Blu-Ray and HD-DVD Playback Under XP 278
An anonymous reader writes "In the last few weeks the first HD-DVD and Blu-Ray drives for PCs have slowly trickled onto the market. Up to now, it has not been clear what system requirements you need to actually be able to play HD-DVD and Blu-Ray discs. The operating system was the main cause of concern; many rumors cropped up that the new generation of video discs would not work under Windows XP. Hardware.Info put the question to Cyberlink, the company behind Power DVD, if the lack of a protected videopath in Windows XP would make it impossible to enable HD-DVD or Blu-Ray playback. They have answered the questions, and provide a complete checklist of what you need to play Blu-Ray and HD-DVD movies in HD resolutions on your home PC."
DRM, just say no! (Score:2, Informative)
Re:What you need to watch HD-DVD (Score:5, Informative)
Nope. It's going to look like a 2.5GHz P4 with 1GB RAM and a USB card running Red Hat. [geekswithblogs.net]
Re:1 goat, 1 long knife (Score:5, Informative)
> use fashion. It's hard to think of any other way to get the formats dropped faster.
You mean like DVD was dropped? Nope, once they commit billions to pushing a format that have to follow through. At least once it hits a critical mass. If the crack doesn't appear until after millions of players are fielded and thousands of titles are released they are stuck.
Since Vista dropped the requirement for TPCM we have all known the next gen DVD formats were going to get cracked. As soon as a software based player is available it is toast. And I'll tell ya something else. Mplayer won't need a dual core CPU and a 256MB video card for playback either.
Regular DVDs could be played back with a 1X DVD drive, a Pentium 90 and a video card with hardware scaling and color space conversion (i.e. xv support). A little back of the envelope math tells me a fast single core Intel or AMD cpu is more than enough. If your video card can do scaled video and colorspace on 1920x1080 windows you should be in the ballpark. If you have XvMC support you should be golden. HD video isn't THAT many more bits or pixels per second, despite what the marketing would have you believe.
Besides, I still don't understand your thinking. If it isn't cracked I ain't buying in. Didn't buy DVD until DVD Jon make it usable. So if this stuff ain't cracked it can all rot in hell for all I care.
Jon says he will (Score:4, Informative)
http://nanocrew.net/2006/01/08/deaacscom/ [nanocrew.net]
http://arstechnica.com/news.ars/post/20060116-5989 .html [arstechnica.com]
Re:What you need to watch HD-DVD (Score:3, Informative)
This is NOT something that's going to "just work" on a P4M computer!
Re:1 goat, 1 long knife (Score:5, Informative)

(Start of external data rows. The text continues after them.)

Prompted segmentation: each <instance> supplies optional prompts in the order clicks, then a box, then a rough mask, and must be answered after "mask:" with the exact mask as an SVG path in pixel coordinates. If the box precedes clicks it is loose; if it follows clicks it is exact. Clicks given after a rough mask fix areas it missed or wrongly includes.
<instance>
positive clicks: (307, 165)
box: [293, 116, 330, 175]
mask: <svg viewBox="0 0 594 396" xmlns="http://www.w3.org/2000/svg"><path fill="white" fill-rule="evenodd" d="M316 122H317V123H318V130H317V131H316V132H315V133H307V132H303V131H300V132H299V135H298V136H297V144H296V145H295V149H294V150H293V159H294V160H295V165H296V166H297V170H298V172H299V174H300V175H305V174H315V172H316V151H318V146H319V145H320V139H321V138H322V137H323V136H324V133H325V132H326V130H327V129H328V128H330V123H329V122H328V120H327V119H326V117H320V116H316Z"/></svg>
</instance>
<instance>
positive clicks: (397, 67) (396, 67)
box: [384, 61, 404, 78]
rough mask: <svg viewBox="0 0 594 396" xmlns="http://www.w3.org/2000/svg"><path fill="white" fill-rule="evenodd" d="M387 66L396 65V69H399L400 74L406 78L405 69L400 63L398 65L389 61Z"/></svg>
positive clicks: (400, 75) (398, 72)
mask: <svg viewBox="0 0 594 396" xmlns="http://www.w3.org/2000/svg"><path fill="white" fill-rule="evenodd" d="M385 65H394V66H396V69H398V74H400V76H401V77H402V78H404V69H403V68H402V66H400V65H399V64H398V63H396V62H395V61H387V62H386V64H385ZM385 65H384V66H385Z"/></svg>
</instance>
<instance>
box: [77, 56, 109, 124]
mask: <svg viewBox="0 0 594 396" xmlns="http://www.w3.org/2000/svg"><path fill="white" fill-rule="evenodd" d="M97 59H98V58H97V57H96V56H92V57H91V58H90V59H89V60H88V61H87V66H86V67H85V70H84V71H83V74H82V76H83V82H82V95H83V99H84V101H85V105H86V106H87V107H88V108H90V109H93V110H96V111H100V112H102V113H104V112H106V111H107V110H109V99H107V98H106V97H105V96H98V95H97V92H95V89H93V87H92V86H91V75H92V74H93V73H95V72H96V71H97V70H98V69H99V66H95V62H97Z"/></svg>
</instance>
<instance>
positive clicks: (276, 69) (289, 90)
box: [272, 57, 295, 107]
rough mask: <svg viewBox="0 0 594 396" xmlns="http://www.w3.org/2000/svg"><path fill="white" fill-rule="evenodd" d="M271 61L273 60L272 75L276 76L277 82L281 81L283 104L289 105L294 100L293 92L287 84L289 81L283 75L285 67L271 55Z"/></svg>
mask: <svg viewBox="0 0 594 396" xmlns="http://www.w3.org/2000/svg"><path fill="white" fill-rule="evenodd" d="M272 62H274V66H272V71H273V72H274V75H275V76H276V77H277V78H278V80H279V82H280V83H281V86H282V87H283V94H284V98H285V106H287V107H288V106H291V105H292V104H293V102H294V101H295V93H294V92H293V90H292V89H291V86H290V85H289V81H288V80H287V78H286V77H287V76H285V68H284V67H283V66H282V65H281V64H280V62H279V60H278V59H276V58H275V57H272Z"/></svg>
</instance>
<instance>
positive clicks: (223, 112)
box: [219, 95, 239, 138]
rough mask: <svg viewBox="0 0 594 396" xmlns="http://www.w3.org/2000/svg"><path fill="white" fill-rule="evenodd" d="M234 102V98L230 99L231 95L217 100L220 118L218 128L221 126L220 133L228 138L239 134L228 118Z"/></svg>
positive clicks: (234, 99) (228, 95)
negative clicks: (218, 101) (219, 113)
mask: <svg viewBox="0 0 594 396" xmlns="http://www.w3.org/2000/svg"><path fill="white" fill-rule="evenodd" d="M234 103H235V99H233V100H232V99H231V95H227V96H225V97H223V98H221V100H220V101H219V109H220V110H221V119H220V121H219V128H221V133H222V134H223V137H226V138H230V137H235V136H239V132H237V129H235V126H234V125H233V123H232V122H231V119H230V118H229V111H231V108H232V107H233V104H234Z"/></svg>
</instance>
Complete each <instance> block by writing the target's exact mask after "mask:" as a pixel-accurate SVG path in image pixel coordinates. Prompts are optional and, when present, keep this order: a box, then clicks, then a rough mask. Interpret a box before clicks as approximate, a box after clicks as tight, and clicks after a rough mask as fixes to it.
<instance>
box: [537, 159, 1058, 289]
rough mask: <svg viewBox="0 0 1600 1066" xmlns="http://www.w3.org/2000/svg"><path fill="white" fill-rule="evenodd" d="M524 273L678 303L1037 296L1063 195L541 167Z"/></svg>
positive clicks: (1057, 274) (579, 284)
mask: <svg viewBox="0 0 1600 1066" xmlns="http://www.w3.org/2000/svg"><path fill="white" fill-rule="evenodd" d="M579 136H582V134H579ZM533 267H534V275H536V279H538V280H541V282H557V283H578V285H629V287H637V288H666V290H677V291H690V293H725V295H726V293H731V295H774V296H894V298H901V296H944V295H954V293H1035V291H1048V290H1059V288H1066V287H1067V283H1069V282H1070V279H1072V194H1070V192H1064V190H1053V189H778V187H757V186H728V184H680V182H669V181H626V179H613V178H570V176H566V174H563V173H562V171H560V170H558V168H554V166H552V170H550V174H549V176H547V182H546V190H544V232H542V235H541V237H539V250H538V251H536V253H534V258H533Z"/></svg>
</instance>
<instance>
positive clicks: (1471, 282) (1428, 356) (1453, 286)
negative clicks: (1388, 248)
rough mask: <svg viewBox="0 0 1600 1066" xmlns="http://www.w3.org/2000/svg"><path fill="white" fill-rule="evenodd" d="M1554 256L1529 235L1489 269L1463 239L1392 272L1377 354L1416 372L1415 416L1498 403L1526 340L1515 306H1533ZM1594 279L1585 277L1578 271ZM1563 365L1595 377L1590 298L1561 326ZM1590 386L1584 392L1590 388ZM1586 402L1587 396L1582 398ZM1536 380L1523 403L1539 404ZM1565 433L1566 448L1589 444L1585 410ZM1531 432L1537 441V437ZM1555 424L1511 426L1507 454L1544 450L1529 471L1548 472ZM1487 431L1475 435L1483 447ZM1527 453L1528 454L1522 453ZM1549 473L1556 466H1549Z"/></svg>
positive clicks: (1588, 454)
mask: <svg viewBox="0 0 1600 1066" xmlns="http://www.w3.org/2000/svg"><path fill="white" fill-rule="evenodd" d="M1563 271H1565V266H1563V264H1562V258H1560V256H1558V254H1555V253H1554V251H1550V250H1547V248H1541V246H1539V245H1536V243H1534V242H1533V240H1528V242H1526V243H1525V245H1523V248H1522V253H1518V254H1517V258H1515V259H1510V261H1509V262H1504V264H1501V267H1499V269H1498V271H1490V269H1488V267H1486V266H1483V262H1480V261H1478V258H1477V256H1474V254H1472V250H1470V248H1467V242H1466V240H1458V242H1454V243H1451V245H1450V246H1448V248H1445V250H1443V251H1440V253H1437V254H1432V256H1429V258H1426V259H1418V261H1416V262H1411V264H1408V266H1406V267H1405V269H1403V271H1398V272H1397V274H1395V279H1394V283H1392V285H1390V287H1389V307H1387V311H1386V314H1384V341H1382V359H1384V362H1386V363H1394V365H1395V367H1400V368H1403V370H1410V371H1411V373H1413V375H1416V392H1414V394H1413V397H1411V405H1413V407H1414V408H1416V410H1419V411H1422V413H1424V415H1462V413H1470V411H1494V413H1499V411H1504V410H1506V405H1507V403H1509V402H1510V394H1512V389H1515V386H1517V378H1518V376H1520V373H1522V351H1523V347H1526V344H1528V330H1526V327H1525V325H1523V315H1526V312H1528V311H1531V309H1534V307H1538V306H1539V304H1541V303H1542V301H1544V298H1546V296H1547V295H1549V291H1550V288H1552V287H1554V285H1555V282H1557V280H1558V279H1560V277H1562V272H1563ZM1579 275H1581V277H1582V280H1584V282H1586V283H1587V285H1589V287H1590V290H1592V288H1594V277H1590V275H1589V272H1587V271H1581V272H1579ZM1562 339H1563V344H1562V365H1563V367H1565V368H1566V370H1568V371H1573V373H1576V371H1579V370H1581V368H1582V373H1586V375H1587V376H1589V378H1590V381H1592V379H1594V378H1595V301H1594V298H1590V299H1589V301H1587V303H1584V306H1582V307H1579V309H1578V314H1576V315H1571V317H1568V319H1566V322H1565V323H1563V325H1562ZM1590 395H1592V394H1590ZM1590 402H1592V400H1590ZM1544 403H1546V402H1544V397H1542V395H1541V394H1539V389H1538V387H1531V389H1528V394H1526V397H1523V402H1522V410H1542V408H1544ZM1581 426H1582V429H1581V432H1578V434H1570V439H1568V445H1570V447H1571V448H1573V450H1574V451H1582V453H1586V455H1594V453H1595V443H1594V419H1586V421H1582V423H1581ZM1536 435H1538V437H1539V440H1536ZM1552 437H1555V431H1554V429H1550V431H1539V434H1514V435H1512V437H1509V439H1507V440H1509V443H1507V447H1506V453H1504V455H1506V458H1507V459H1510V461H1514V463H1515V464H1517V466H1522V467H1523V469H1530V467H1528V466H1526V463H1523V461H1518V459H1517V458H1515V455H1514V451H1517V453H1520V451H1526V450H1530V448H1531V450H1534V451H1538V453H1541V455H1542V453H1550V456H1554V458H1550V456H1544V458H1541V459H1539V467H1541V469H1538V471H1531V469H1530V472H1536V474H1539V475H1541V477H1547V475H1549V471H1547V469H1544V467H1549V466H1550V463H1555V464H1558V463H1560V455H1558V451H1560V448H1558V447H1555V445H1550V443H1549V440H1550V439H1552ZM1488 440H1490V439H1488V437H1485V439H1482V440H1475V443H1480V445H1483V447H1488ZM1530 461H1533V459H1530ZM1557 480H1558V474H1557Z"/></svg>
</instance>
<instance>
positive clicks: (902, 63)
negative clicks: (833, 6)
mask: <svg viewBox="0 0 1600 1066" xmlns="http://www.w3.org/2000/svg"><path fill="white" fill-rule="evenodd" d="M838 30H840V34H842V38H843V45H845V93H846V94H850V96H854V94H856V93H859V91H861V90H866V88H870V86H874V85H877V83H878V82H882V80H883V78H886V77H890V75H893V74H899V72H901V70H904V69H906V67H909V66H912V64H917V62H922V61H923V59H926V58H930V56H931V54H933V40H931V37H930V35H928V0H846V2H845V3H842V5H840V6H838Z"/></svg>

And all you need to do that are 40 devices. You can extract their keys and quickly calculate the master key, which can then be used to circumvent the DRM.
From the paper:
Re:1 goat, 1 long knife (Score:4, Informative)
I gather you haven't seen any of the IME (In Movie Experience) titles. For example, on Bourne Supremacy, on the fly you can have a video commentary track, where the director or producer will pop up as a picture-in-picture to give a face to the narration. Lots of very cool things along these lines will be coming in later titles, and its stuff you'd want to be able to access. And we're talking real-world titles - there are clearly the bits available to do it.
Also, HD DVD absoutely mixes multiple audo sources in real-time, and this is used in real titles. They were required to be premixed on DVD, but not on HD DVD. This is a good thing, since you don't have to waste bits on doing the base audio when doing commentary tracks. This is also why audio decoding is moving out of recievers into the players, and the players output mixed PCM over HDMI as the optimum output mode.
You're dramatically underestimating the load of rich media playback, and overestimating the load of decryption. And I'm not aware of any software players that'll be doing any sort of reencryption in software, or why that would be needed.
I imagine free players like VLC will eventually support playback of non-AACS HD DVD discs. But they'll have similar decoder requirements. We're definitely talking about using GPU compositing, GPU codec decode assist, etcetera.
And we're not even talking about Blu-ray, which has higher max codec complexity, plus it has to run a Java VM and another encryption layer...
HDCP not a requirement! (Score:3, Informative)
There is a technology called ICT (Image Constraint Token) that content publishers could turn on (but haven't) that'd reduce your output resolution to 940x540 if using a non HDCP output. But given how many players and sets there are out there that don't support it, all the released HD DVD titles don't use this, and will allow you to use every pixel of your current display.